Muszę przyznać że wyszło naprawdę spoko, te 8km zamknąłem w TM-10sek około i tętno spokojnie utrzymane na poziomie 80% hr max. Na początek jeszcze 2km BS-a, na koniec kilometr schłodzenia. Na powrocie mocno wiało. Pół roku temu na początku przygotowań do maratonu też miałem taki tren i nie było tak łatwo jak dzisiaj.
Po powrocie do domu porządne rozciąganie.
AFC
Zaprawiony W Bojach
Zaprawiony W Bojach
Posty: 289
Rejestracja: 10 maja 2016, 20:23
Życiówka na 10k: 44.06
Życiówka w maratonie: 3.39.01

Nieprzeczytany post

10/12/2016 - Niedziela 4x1600 w 6.35-6.40min/ 3.30' p. Razem 11,55km
53:32 / 4:38 min/km 154śr (77%hr max) 183max (92%hr max)

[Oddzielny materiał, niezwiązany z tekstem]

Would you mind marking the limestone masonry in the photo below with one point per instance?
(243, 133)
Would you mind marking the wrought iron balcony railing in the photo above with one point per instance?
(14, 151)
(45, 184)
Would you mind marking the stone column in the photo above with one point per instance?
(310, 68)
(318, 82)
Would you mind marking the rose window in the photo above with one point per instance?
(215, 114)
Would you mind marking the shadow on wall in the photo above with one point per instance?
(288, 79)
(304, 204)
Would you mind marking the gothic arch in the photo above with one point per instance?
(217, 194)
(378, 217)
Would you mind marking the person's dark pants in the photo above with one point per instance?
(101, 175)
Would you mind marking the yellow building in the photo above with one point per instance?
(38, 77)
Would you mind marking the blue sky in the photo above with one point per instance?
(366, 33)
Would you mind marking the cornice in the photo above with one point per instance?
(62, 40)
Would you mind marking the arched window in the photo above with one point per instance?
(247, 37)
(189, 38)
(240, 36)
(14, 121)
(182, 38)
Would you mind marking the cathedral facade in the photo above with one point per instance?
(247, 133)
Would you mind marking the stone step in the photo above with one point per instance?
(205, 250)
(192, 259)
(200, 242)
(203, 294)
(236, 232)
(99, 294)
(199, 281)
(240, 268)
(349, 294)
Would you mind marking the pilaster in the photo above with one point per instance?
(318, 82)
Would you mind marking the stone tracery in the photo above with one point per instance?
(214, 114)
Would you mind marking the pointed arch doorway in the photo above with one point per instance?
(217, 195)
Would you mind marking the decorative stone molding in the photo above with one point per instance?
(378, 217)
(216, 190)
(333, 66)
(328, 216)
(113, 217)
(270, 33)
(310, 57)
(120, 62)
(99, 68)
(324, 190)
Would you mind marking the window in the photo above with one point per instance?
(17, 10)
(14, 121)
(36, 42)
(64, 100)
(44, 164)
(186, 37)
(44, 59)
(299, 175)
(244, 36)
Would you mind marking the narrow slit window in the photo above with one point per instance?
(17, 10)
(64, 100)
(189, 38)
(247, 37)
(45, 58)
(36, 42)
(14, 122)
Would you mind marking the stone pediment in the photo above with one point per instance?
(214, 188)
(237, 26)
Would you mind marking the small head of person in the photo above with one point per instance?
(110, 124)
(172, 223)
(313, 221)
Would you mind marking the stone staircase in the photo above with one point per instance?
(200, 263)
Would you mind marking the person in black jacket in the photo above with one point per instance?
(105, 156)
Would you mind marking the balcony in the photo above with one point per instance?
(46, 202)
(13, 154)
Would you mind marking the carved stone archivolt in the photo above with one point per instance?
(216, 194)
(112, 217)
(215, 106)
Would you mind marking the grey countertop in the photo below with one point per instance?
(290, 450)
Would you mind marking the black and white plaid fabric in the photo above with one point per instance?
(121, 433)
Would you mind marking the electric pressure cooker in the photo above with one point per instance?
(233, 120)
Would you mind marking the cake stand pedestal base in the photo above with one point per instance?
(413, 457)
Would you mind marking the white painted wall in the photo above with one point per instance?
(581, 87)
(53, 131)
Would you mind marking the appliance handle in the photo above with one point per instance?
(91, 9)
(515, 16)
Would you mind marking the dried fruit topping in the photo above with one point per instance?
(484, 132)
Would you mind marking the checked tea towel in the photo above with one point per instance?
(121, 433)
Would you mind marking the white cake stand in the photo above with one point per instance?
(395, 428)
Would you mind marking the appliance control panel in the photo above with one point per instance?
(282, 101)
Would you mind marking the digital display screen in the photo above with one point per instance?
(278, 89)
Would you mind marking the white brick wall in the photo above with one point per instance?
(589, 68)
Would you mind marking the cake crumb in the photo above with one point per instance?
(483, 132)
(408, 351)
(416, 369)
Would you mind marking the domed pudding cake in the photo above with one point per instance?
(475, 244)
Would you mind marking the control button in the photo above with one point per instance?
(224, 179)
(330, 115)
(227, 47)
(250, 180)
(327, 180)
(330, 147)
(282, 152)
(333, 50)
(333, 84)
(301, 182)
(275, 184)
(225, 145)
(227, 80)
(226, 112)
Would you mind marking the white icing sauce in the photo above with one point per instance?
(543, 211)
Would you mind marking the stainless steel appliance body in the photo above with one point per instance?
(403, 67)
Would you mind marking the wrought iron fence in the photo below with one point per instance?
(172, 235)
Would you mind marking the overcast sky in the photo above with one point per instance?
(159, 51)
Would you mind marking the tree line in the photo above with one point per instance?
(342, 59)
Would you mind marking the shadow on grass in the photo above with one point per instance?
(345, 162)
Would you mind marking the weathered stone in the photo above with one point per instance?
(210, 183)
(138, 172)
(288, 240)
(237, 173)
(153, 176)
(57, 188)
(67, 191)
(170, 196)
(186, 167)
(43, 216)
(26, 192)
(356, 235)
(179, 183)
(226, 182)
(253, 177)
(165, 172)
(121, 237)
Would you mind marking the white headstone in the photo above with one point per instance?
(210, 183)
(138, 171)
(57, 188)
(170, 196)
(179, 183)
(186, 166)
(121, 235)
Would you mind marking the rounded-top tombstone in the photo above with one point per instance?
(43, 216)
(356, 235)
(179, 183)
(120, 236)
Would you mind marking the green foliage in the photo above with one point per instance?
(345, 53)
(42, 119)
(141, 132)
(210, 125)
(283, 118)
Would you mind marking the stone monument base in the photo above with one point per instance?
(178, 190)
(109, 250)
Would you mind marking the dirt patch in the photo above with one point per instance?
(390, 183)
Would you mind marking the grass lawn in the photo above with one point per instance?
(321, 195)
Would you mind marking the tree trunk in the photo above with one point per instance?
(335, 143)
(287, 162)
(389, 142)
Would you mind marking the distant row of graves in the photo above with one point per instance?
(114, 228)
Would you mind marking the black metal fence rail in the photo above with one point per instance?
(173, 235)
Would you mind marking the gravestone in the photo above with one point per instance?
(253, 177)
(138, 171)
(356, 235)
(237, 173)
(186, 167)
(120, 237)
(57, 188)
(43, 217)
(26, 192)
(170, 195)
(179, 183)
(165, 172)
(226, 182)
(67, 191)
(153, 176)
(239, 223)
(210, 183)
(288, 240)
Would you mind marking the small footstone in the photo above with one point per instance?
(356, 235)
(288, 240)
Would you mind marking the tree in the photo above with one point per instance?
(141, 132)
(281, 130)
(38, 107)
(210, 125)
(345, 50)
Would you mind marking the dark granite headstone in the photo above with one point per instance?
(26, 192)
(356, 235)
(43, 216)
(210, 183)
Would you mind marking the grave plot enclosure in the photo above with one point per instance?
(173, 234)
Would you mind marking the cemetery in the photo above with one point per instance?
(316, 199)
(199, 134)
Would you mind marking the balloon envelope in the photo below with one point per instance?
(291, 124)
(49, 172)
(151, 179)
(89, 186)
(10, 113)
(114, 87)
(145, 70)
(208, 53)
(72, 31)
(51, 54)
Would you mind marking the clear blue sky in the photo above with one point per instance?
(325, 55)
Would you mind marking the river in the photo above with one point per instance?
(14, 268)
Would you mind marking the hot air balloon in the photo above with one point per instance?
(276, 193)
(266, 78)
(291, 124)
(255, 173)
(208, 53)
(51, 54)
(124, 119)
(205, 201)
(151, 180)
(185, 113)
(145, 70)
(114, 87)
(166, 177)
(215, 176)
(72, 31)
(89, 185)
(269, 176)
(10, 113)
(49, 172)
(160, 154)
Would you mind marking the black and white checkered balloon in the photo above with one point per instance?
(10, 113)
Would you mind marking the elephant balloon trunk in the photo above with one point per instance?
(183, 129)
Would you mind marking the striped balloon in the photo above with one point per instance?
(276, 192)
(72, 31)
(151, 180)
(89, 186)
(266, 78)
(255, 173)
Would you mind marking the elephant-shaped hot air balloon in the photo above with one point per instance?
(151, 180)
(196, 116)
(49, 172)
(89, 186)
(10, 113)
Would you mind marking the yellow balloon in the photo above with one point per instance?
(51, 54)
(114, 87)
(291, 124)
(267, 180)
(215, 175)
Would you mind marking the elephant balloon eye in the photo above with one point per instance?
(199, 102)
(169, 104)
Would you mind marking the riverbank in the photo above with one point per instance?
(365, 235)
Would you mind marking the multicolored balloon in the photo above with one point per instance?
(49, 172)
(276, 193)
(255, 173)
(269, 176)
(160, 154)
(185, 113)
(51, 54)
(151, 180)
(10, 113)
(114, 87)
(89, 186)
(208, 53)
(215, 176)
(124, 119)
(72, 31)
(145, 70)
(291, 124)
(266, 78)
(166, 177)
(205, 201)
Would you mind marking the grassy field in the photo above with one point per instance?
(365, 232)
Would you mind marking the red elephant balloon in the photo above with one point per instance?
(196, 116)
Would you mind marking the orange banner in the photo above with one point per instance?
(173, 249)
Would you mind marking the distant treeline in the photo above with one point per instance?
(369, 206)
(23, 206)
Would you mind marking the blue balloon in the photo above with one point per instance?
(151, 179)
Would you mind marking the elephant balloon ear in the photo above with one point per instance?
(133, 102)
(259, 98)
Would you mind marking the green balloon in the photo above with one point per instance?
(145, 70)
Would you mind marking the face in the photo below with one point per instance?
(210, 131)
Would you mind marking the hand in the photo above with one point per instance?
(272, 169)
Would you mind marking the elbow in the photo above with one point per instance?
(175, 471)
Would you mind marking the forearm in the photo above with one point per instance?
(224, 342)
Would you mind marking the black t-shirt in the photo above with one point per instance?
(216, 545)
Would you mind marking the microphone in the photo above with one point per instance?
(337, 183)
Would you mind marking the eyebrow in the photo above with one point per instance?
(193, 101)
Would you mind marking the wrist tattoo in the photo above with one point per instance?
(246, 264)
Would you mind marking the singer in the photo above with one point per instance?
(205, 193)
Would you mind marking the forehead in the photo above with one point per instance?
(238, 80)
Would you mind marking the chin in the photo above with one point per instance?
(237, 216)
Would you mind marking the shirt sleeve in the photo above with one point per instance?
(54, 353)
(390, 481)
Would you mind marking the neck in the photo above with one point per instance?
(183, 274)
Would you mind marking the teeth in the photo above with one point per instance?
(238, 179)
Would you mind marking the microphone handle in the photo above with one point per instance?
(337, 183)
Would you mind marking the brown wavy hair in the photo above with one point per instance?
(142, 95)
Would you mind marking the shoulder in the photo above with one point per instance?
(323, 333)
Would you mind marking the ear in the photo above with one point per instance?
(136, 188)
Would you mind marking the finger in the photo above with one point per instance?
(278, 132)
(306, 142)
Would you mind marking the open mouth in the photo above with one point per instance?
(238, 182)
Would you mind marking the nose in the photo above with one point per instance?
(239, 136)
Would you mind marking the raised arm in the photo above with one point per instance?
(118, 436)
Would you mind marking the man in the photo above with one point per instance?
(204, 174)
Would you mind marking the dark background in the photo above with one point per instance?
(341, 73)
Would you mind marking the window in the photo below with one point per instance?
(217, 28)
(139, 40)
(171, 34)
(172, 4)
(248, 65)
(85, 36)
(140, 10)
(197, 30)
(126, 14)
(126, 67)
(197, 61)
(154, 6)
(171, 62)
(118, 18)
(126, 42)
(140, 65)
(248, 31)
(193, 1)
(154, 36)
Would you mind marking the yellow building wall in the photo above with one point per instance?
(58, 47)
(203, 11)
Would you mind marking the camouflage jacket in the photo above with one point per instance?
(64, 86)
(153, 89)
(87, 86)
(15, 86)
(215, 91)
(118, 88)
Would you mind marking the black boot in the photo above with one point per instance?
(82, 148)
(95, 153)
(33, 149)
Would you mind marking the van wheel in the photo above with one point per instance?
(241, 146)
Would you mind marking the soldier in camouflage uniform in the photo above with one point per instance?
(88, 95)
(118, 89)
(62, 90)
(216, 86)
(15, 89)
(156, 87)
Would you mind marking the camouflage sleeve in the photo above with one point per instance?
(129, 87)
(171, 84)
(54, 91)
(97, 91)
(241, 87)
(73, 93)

Po wczorajszym treningu, czułem jeszcze trochę pośladkowe, ale ze względu na brak czasu jutro trening musiał odbyć się dzisiaj.
Plan to 4x1600m w tempie ok 4:07 (6.35-6.40 min) na przerwie 3.30 min.
Bardzo ciepło, 10st. C, ale niestety tak samo wietrznie jak wczoraj. Przyzwyczajony do wiatru zacząłem BS-a na nasz nowy piękny stadion MOSIR-u, z nową tartanową bieżnią 400m. Dobiegam do furtki a tam zonk. Zamknięta na klucz i kartka że od 08.12 trzeba płacić za wjazd. (10zł/godz w weekendy). Śmiech na sali, stadion z którego mieszkańcy nie mogą normalnie korzystać, a nawet gdybym chciał zapłacić to nawet nie ma komu. Zawróciłem więc lekko wkur..... na moją osiedlową bieżnę. Niestety ta ma tylko 200m więc każde powtórzenie to 8 kółek, trochę lipa.
Po 3km byłem na miejscu gdzie od razu przeszedłem do pierwszego odcinka. Weszło gładko po 4:08. Przerwa 3.23 i zaczynam drugi. Tętno już trochę szybciej rośnie i podjeżdża do 163. Cały czas mam boczny wiatr i zaczyna przycinać mżawka. 3-cie powtórzenie robię po 4:03 czyli trochę za szybko a ostatnie po 4:05 i tu już tętno wjeżdża mi na 92% maxa. Spokojnie pociągnąłbym jeszcze 5 powtórzenie ale brakło mi już czasu. Poza tym na 400 metrowej bieżni biegło by się to na pewno o wiele lepiej.
Jednak dwa mocne treny z rzędu to już trochę ból dla mięśni ale za to jutro się zregeneruję przed poniedziałkowymi 400m.

Tydzień zamknięty 4 treningami, kilometraż 46,57.